To be honest, I can't buy into the whole church/Jesus thing. Maybe it would change my life if I tried it, which is why I haven't tried it. I think God, if he is really up there, accepts us the way we are and doesn't have a problem with people who are just trying to get by. Of course, I could be wrong about that and if I am, I'll be disappointed when I hit the shores of eternity. I prefer to think of it that way rather than me coming back as an ant or a caterpillar. Stepping onto a shoreline somewhere with the water lapping against golden sand. It's either that or just nothing—you live, you die, and that's it. Unless . . .

Unless Terrelle and my wife are right and there's a God who really does care enough to make a way back to him. I guess out of all the possibilities in the world, that's an alternative. And if that's true, Abby and I are on the outside looking in, and I won't get to walk the shoreline.

I had watched the surveillance footage early on, but it was more of a cursory viewing to get me into the story. I had skipped the longer version that showed the before and after of the verbal attack. The DVD showed a time stamp in the lower right-hand corner of the screen.
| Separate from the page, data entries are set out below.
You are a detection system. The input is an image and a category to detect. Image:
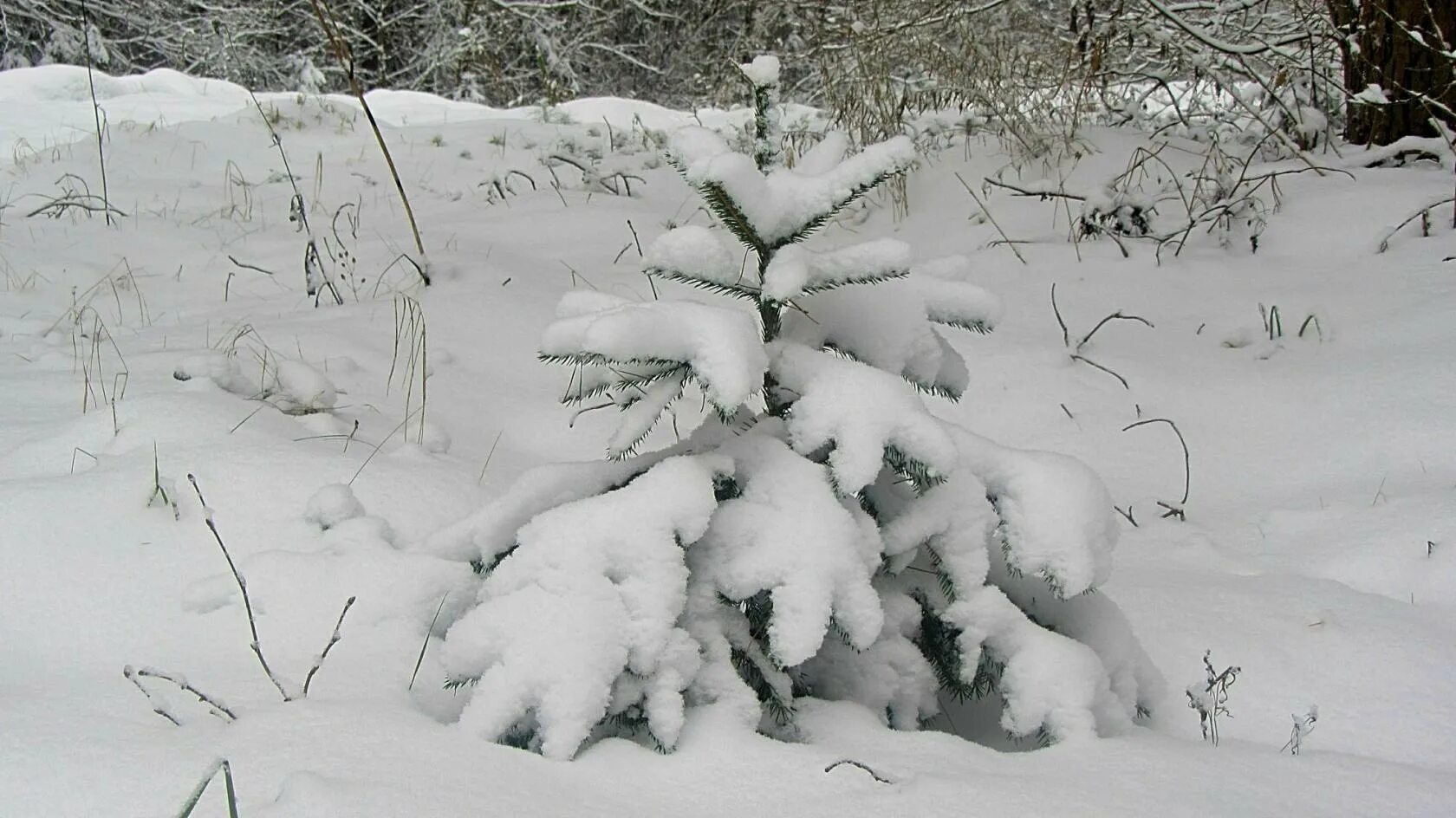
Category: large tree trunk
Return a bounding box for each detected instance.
[1328,0,1456,144]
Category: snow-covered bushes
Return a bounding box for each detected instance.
[430,58,1162,758]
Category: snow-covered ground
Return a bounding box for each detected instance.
[0,67,1456,818]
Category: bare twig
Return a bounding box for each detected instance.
[824,758,894,784]
[309,0,430,287]
[1071,354,1133,392]
[302,597,358,698]
[955,173,1026,263]
[1073,310,1154,352]
[120,665,237,724]
[1122,418,1193,520]
[227,256,274,275]
[186,473,294,702]
[1051,281,1071,347]
[405,593,450,690]
[81,2,115,227]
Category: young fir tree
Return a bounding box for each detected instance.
[434,58,1162,758]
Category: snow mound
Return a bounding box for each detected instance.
[302,484,364,531]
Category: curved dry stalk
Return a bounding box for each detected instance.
[955,173,1026,263]
[309,0,430,287]
[1073,310,1154,352]
[1122,418,1193,520]
[120,665,237,726]
[186,473,294,702]
[302,597,358,698]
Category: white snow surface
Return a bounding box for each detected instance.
[0,66,1456,818]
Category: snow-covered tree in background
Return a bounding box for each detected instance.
[431,58,1162,758]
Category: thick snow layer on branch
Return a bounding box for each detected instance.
[991,555,1167,719]
[421,452,661,565]
[910,256,1002,332]
[946,587,1128,741]
[770,342,955,493]
[668,128,916,244]
[642,225,744,285]
[945,424,1118,597]
[794,131,848,176]
[540,293,767,412]
[693,420,884,665]
[783,256,1002,398]
[443,457,731,758]
[783,280,968,398]
[803,589,940,730]
[608,374,687,457]
[882,469,996,588]
[763,238,910,302]
[738,54,779,88]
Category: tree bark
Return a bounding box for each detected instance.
[1328,0,1456,144]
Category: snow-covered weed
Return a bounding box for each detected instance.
[385,294,430,445]
[1184,651,1244,747]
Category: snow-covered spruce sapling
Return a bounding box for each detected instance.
[426,58,1162,758]
[1184,651,1244,747]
Since there was no audio, a lip-reading expert had been called in to interpret what had been said. The defense objected, but the woman who testified corroborated what was said by eyewitnesses who were on the street. Terrelle's profanity-laced statement at the end and his two fiery-looking eyes were grim reminders of his previous life.

He approached Diana as soon as she came out of the salon and followed her. Terrelle looked like a different person, wild-eyed, with darker and longer hair that had a mind of its own. In a word, he looked scary, and when he called to Diana from the street, it sent my stomach to the floor. As he approached her, I wanted to stop the video. Even I could read his lips when he threatened her. She kept shaking her head and trying to get away but he wouldn't stop.

“I'm going to kill you!” he shouted, the veins on his neck sticking out.

The first angle caught Diana from the front as she exited the salon and Terrelle confronted her. The second view was from the top, so the viewer mostly saw everything from above as Diana hurried away down the sidewalk. There were others on the street that day. A woman carrying a grocery bag. A young mom with a child in a stroller. Why had Terrelle picked out Diana? Why not anyone else?